You should call or email the companies to find out for sure if they contain ethoxyquin. It might be in there even if it's not listed under the ingredients. As for heavy metals there are sadly problems with just about any foods you could think of (pesticides, hormones, preservatives, antibiotics etc) so the only thing I can think of is to rotate foods or maybe try your hand at making your own food using smaller fish like sardines and mackerel.


----------



## Moonfall (Nov 16, 2012)

Shoot an email to Acana. But, they are one of the best foods out there and that is what I feed my kids (I use the pork or lamb formulas, though). I would be surprised if there was problems with their sourcing.


----------



## Cookie_chihuahua (Mar 17, 2015)

I just email Acana few days ago and had a clear answer now. They have great customers service and I turst them that they are a good brand out there. Here is the reply from them so any of you guys are feeding your boys or girls pacifica can have a look for more info of the food. 

Monitoring heavy metal levels is a critical control point for us, and part of our HACCP program includes testing for heavy metals. Our fish is tested for all heavy metals including mercury. 

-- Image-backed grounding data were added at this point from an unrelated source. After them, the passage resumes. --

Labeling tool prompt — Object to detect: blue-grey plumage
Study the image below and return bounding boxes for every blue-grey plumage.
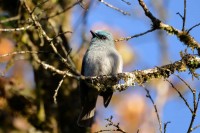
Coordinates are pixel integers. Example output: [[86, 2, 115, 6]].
[[77, 30, 123, 127]]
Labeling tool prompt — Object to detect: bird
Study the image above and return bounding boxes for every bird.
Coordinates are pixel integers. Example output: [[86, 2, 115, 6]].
[[77, 30, 123, 127]]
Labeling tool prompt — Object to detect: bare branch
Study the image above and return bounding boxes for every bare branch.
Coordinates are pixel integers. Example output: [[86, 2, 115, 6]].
[[188, 93, 200, 132], [166, 79, 193, 113], [0, 15, 20, 24], [0, 51, 40, 58], [138, 0, 200, 54], [182, 0, 187, 31], [22, 1, 79, 76], [0, 24, 33, 32], [176, 12, 184, 20], [31, 0, 49, 14], [174, 74, 193, 93], [144, 87, 162, 133], [191, 124, 200, 132], [120, 0, 131, 5], [196, 92, 200, 111], [187, 110, 197, 133], [187, 22, 200, 33], [98, 0, 130, 15], [114, 28, 156, 42], [42, 0, 82, 20], [95, 116, 126, 133], [52, 31, 73, 41], [53, 74, 67, 104], [164, 122, 171, 133]]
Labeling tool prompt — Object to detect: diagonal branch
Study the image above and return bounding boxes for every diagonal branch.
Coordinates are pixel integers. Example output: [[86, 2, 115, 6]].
[[138, 0, 200, 55], [0, 24, 33, 32], [22, 1, 79, 76], [41, 0, 82, 20], [166, 79, 193, 113], [98, 0, 130, 15], [114, 28, 156, 42], [144, 87, 162, 133]]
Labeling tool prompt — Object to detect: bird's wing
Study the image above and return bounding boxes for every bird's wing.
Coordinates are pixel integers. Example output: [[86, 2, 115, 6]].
[[80, 56, 87, 106], [78, 55, 98, 127], [102, 50, 123, 107]]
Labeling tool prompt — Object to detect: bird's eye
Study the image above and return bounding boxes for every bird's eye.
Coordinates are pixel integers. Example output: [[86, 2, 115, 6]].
[[99, 35, 107, 40]]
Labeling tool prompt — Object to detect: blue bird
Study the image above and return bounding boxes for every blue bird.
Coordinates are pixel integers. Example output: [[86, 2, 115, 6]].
[[77, 30, 123, 127]]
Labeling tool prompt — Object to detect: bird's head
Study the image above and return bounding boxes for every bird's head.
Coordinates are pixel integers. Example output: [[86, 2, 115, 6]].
[[90, 30, 115, 46]]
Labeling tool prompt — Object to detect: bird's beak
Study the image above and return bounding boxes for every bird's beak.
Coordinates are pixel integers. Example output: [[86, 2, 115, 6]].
[[90, 30, 98, 38]]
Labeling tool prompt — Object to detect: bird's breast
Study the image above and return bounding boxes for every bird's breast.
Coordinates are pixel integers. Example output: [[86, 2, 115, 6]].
[[83, 46, 122, 76]]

Our guidelines for heavy metals are the maximum tolerable limits (MTL) as determined by the National Research Council. The lab results for our heavy metal testing comes back far, far below the Tolerance Levels set by the National Research Council.

We are confident that testing by government agencies and at Champion ensures our foods are safe for cats and dogs and provides peace-of-mind for those of us who love them.

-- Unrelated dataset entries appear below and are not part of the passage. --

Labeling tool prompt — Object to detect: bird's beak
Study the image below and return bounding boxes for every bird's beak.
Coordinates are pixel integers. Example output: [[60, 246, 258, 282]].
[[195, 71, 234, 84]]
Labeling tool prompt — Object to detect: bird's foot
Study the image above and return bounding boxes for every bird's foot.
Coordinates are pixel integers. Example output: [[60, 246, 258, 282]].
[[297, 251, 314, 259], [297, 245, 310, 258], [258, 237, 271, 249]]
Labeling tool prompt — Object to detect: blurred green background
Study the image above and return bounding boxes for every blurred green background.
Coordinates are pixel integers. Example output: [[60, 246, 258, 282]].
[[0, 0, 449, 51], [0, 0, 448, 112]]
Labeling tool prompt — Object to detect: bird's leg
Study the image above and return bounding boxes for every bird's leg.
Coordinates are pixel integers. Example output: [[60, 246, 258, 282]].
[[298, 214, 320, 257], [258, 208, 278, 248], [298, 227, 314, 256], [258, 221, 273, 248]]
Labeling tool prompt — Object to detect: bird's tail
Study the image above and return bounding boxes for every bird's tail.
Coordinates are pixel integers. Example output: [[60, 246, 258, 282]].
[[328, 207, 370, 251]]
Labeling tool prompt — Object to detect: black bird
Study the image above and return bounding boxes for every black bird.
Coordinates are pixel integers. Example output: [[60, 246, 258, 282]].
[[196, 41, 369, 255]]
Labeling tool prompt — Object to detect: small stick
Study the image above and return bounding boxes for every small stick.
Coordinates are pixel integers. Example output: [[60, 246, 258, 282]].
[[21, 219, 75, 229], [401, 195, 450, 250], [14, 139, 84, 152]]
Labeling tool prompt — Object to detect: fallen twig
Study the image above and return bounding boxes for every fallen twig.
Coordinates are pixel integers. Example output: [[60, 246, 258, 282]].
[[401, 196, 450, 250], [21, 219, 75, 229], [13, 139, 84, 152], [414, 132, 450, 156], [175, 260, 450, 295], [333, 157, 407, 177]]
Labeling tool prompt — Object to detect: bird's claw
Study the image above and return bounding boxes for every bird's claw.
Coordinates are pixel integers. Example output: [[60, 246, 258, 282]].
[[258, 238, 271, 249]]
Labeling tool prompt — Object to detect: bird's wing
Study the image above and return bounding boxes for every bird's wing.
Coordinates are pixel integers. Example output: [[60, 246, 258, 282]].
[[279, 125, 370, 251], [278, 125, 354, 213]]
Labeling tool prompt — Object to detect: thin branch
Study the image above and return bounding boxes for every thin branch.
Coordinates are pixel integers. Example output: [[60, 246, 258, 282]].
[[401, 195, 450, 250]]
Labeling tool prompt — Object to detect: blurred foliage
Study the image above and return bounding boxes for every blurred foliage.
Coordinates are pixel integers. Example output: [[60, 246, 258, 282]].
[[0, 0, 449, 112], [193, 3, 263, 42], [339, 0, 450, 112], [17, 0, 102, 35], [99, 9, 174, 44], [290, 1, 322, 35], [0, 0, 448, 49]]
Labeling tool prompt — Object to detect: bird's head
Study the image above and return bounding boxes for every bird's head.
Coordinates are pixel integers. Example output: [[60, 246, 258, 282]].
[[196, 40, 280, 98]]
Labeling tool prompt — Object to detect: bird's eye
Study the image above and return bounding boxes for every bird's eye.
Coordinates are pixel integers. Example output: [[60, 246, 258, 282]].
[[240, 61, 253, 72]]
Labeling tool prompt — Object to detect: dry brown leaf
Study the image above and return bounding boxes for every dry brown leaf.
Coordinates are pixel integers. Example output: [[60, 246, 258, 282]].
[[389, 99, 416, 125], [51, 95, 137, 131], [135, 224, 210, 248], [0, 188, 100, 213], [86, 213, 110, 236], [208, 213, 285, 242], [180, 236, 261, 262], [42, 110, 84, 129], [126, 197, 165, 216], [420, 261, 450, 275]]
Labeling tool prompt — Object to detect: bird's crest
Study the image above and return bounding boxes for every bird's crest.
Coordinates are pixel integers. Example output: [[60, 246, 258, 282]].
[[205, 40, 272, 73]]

ORIJEN and ACANA ingredients and foods are free from Ethoxyquin, BHA, BHT or any other chemical preservative. 

Ethoxyquin is commonly used as a preservative for fish ingredients produced in the USA due to FDA requirements. Those regulations have been modified in recent years to allow the use of mixed tocopherols (a natural preservative) in place of ethoxyquin. 
At Champion, we use three kinds of fish ingredients – fresh fish, fish meals and fish oils.

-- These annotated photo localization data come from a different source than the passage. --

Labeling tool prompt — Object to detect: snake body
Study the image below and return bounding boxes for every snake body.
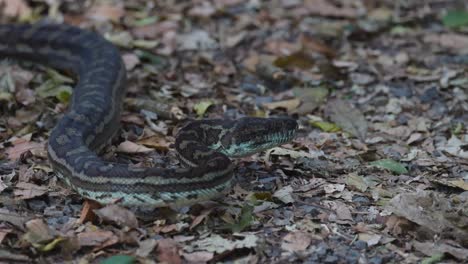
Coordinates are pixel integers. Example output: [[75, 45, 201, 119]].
[[0, 23, 297, 207]]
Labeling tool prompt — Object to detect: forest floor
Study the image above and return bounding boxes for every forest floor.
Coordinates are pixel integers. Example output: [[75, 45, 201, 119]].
[[0, 0, 467, 263]]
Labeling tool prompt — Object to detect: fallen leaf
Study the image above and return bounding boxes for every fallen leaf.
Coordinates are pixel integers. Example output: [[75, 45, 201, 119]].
[[266, 147, 323, 160], [295, 86, 329, 114], [122, 53, 140, 71], [274, 52, 315, 69], [77, 230, 117, 247], [188, 2, 216, 18], [100, 255, 136, 264], [222, 204, 254, 233], [442, 10, 468, 28], [305, 0, 361, 18], [370, 159, 408, 175], [190, 209, 212, 230], [324, 184, 345, 194], [23, 219, 54, 245], [262, 99, 301, 112], [184, 234, 257, 254], [346, 173, 369, 192], [0, 0, 31, 18], [273, 186, 295, 204], [156, 239, 181, 264], [14, 182, 47, 200], [137, 135, 171, 152], [358, 233, 381, 247], [386, 191, 466, 236], [136, 239, 157, 258], [117, 141, 153, 153], [182, 251, 214, 263], [0, 249, 30, 262], [424, 34, 468, 52], [177, 30, 218, 51], [309, 121, 341, 132], [194, 100, 214, 117], [94, 205, 139, 228], [6, 140, 44, 161], [413, 241, 468, 261], [281, 231, 312, 252], [0, 209, 27, 229], [0, 227, 13, 244], [78, 200, 101, 224], [86, 3, 125, 22], [438, 135, 468, 159], [325, 99, 368, 141]]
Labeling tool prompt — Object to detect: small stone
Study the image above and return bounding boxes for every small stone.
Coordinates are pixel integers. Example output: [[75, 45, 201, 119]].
[[354, 240, 368, 250], [369, 256, 383, 264]]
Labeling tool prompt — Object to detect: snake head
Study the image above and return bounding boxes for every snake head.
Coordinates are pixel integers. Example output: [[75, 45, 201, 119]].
[[220, 117, 298, 157]]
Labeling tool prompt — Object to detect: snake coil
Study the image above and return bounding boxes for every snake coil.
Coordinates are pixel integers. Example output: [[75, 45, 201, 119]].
[[0, 23, 297, 207]]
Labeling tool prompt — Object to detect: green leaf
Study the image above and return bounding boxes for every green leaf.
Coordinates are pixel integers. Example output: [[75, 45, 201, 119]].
[[36, 80, 72, 103], [370, 159, 408, 174], [223, 204, 254, 233], [194, 100, 214, 117], [100, 255, 136, 264], [133, 16, 158, 27], [274, 52, 315, 69], [421, 253, 445, 264], [45, 69, 74, 84], [442, 10, 468, 28], [56, 86, 73, 103], [134, 50, 167, 66], [37, 237, 65, 252], [309, 121, 341, 132]]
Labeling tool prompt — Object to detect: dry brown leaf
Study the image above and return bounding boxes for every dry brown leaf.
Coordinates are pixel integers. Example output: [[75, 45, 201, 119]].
[[262, 99, 301, 112], [182, 251, 214, 263], [0, 227, 13, 244], [301, 34, 336, 58], [386, 191, 464, 234], [358, 233, 382, 247], [15, 88, 35, 106], [188, 2, 216, 18], [0, 209, 27, 229], [281, 231, 312, 252], [305, 0, 361, 18], [86, 3, 125, 22], [384, 215, 415, 236], [136, 239, 157, 258], [77, 230, 117, 247], [424, 34, 468, 53], [122, 53, 140, 71], [0, 0, 31, 17], [265, 40, 301, 56], [24, 219, 54, 244], [325, 99, 368, 141], [413, 241, 468, 260], [156, 238, 182, 264], [78, 200, 101, 224], [14, 182, 47, 200], [132, 21, 178, 39], [137, 135, 171, 152], [121, 113, 145, 126], [6, 140, 44, 161], [117, 140, 153, 153], [190, 209, 213, 230], [94, 205, 139, 229]]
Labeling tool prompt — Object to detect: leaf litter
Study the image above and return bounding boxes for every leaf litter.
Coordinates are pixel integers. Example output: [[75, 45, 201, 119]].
[[0, 0, 467, 263]]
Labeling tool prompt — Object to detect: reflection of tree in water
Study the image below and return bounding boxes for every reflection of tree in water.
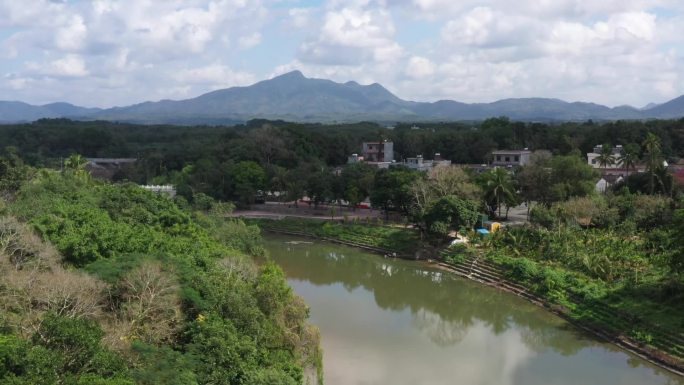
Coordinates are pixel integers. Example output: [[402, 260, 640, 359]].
[[519, 324, 586, 356], [412, 308, 469, 346], [269, 239, 594, 355]]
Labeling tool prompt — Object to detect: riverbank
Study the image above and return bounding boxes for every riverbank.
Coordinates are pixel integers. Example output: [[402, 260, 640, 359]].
[[247, 217, 421, 257], [433, 254, 684, 376], [253, 217, 684, 377]]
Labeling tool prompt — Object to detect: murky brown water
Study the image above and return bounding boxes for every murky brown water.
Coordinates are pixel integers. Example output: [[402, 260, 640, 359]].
[[264, 234, 683, 385]]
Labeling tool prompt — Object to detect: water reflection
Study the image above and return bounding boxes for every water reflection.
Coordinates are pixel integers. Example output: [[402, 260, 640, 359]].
[[268, 236, 683, 385]]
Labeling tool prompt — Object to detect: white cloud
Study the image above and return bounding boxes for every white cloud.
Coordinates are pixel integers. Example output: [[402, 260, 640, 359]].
[[0, 0, 682, 108], [238, 32, 262, 49], [298, 6, 403, 66], [26, 55, 90, 78], [174, 64, 256, 87], [405, 56, 435, 78], [55, 14, 88, 51], [289, 7, 313, 29]]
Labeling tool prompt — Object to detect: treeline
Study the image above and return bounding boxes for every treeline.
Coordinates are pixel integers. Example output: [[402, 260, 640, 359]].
[[1, 117, 683, 204], [0, 162, 321, 384]]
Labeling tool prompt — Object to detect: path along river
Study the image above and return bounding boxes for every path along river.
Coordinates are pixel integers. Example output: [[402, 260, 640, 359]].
[[263, 234, 683, 385]]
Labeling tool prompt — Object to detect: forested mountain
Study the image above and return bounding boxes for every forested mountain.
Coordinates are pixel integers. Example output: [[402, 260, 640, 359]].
[[1, 71, 683, 123]]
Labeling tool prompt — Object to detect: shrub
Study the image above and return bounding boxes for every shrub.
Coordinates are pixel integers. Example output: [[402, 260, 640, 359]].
[[508, 258, 539, 282]]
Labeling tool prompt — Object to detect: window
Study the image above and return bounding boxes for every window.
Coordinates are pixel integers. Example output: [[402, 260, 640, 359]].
[[514, 156, 519, 162], [496, 155, 501, 161], [505, 156, 510, 162]]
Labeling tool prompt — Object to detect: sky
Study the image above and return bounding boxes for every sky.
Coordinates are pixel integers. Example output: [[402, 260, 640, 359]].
[[1, 0, 683, 108]]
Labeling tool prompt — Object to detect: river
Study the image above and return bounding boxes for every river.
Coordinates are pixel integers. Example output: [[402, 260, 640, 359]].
[[263, 234, 683, 385]]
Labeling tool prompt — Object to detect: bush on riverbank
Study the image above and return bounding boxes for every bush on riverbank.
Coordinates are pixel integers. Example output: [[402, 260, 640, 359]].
[[1, 171, 321, 384]]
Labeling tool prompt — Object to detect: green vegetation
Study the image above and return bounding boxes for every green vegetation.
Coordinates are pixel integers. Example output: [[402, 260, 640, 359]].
[[1, 117, 683, 206], [1, 116, 684, 373], [251, 218, 420, 256], [0, 168, 321, 384], [440, 192, 684, 365]]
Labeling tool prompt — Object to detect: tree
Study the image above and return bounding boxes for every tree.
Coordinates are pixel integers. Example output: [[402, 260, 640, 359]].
[[671, 204, 684, 276], [305, 165, 333, 208], [64, 153, 89, 180], [64, 154, 87, 171], [617, 143, 640, 172], [643, 133, 663, 195], [0, 147, 31, 194], [228, 161, 266, 205], [423, 195, 479, 237], [479, 167, 518, 219], [410, 166, 480, 222], [516, 151, 552, 212], [268, 165, 289, 204], [548, 154, 598, 202], [370, 167, 417, 219], [596, 144, 616, 168], [340, 163, 376, 210]]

FRESH FISH. Our fresh fish is wild-caught or sustainably farm raised within our region and arrives FRESH – which is defined as ‘never frozen and with no preservatives’. Our fresh fish never contain Ethoxyquin and are preservative-free.

FISH MEALS. Because Ethoxyquin preservatives are commonly used by American fish processors, we work directly with our suppliers (no brokers or middlemen) and we pay a premium to have our fish meals preserved with our proprietary blend of Vitamin E and rosemary extract. Our fish meals are never preserved with Ethoxyquin.

FISH OILS. Produced from wild-caught fish deemed fit for human consumption, our fish oils are preserved with our proprietary blend of Vitamin E and rosemary and are never preserved with Ethoxyquin.


----------